With those windows under the back guns like that, it really looks like the Y-wing ought to be a two-seater ship, with a gunner facing backwards like the snowspeeder.
I love the Y-Wing in both Battlefronts.The old lore re: Y-wings is that they varied based on the model.
The original model is introduced as a fighter-bomber during the clone wars and has all its panels. You can see this in the Clone Wars cartoon, actually. That model did indeed include a rear-facing gunner, mimicking the function of gunners such as those in the Ju-87, Me-110, the TBF Avenger, and various other torpedo bombers from WWII.
Later models apparently did away with the rear-facing gunner, and locked the guns forward because the auto-targeting system was finicky and didn't always work right.

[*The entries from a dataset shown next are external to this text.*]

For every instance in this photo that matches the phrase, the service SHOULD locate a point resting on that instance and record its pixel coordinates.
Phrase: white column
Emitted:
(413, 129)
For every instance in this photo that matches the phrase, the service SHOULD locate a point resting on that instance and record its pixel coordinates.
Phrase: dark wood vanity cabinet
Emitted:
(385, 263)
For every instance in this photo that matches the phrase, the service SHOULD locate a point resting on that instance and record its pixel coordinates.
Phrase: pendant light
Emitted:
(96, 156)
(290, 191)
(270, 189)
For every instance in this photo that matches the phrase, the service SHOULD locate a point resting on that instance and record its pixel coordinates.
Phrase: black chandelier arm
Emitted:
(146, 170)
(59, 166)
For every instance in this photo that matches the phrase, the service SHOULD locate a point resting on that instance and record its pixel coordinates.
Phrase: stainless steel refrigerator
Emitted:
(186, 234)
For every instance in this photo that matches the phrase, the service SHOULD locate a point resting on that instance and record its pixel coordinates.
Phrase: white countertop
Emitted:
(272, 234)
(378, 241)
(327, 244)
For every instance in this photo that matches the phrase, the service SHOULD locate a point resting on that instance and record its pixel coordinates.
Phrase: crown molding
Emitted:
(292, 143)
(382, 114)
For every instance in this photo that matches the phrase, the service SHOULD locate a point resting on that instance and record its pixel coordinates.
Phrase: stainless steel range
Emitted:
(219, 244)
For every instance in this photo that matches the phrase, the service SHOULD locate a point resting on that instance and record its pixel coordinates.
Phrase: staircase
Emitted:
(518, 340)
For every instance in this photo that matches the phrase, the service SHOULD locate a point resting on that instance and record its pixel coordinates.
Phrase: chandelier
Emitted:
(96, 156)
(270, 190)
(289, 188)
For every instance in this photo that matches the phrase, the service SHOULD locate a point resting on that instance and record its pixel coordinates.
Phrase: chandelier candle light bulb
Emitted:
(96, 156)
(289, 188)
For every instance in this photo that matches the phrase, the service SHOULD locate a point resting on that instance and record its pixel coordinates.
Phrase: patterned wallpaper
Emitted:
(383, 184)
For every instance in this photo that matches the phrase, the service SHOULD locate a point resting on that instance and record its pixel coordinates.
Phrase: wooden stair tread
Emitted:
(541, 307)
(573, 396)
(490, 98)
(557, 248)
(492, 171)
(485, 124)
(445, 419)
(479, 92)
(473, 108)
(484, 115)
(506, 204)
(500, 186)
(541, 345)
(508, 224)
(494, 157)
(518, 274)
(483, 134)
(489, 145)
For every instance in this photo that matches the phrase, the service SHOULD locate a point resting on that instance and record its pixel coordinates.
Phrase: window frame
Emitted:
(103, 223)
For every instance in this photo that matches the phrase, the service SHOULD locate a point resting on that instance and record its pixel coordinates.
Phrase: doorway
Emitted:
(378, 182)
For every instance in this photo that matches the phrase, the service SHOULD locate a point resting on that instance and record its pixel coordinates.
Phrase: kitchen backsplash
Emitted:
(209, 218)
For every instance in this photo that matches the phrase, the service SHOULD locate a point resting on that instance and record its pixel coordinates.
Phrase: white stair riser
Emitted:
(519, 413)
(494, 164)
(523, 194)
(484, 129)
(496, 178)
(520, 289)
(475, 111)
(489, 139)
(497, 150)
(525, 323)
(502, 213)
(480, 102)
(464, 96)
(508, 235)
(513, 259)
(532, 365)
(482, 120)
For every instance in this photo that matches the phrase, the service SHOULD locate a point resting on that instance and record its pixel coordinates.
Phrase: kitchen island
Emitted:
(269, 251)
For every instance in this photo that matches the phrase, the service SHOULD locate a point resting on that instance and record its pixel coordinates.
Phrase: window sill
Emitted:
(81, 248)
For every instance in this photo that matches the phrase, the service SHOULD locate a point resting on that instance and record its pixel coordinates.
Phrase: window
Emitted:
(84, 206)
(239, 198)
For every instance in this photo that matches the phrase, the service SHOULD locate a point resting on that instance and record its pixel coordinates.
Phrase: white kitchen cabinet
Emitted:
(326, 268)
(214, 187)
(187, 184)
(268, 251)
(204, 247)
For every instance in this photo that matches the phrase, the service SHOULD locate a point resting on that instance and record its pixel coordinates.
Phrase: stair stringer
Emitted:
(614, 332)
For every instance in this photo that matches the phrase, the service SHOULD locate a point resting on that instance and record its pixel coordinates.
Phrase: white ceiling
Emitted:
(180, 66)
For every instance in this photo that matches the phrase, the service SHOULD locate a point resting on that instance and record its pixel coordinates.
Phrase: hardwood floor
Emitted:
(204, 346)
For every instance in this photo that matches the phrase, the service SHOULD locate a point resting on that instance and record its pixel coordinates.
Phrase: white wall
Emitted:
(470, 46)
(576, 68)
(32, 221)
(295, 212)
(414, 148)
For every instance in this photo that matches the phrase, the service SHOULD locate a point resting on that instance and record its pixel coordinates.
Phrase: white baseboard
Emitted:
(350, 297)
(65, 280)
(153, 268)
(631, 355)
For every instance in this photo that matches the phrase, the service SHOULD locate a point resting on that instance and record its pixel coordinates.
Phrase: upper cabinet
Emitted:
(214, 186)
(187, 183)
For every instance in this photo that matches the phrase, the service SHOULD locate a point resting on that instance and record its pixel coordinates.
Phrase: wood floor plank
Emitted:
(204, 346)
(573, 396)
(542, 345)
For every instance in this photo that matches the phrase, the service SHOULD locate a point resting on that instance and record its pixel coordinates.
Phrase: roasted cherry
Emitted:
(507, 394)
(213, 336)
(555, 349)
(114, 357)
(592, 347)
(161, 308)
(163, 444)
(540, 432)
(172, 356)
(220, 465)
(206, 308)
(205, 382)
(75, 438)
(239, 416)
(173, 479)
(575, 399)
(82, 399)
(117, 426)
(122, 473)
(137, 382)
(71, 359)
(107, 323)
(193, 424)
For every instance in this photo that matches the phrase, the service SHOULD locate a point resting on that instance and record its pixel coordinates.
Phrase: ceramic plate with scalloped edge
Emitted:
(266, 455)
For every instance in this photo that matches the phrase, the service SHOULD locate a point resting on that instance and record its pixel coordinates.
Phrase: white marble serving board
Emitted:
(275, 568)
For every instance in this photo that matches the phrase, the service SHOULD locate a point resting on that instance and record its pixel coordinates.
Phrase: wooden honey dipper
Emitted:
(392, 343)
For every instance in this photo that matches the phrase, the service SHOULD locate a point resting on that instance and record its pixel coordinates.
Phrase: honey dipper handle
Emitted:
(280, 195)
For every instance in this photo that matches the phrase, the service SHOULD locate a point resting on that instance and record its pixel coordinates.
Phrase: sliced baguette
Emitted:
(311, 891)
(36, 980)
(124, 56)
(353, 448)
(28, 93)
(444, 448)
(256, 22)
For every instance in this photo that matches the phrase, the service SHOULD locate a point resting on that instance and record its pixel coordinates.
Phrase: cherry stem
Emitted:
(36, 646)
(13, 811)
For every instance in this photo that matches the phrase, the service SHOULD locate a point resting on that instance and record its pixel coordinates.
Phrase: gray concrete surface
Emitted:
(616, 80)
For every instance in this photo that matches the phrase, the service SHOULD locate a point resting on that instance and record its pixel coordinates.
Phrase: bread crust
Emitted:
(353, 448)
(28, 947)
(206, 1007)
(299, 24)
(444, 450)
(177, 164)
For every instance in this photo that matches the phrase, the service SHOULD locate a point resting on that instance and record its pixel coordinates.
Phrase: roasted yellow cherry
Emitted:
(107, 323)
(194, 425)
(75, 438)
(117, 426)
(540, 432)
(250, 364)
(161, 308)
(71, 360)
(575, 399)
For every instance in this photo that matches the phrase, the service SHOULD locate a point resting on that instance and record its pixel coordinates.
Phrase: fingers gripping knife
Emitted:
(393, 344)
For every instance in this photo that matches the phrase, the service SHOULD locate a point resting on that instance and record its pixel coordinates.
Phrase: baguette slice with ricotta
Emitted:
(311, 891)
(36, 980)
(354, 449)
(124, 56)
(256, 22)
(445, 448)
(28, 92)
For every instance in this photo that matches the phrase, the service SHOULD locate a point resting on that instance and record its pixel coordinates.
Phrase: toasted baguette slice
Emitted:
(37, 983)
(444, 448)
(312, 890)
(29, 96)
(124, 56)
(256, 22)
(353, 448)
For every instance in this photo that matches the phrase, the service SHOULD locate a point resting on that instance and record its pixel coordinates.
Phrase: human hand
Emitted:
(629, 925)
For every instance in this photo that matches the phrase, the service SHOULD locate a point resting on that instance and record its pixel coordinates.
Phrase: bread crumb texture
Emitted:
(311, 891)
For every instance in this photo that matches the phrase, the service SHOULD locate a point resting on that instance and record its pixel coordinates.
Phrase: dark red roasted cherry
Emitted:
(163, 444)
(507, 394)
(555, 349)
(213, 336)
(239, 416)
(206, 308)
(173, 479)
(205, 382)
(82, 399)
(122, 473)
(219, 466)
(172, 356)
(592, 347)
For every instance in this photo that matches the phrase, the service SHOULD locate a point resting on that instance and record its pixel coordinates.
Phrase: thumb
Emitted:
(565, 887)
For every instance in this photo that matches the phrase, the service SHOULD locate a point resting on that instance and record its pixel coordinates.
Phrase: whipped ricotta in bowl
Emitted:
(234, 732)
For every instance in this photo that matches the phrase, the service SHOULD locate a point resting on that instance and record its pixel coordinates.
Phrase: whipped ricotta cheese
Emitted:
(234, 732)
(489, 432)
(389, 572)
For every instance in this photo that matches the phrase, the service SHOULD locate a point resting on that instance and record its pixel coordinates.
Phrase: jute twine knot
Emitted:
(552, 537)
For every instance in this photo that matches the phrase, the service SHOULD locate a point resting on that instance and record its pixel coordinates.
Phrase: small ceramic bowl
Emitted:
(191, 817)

In gaming history, the X-wing/TIE Fighter series of games locks the guns forward, as does every other iteration I've ever played, up until Star Wars Battlefront II (2005) where you can mount a second rear-facing gunner. In Battlefront 2 (2017) the guns auto-track and are a special ability (and my personal favorite ship in the game).
But yeah, they eventually invented in-world canon to explain the cannons.
Random thought for the day, how does Boba Fett's cape not catch fire when he uses his jetpack? My in-universe explanation is it's fire-resistant.
Probably the same way Darth Vader pees in his suit?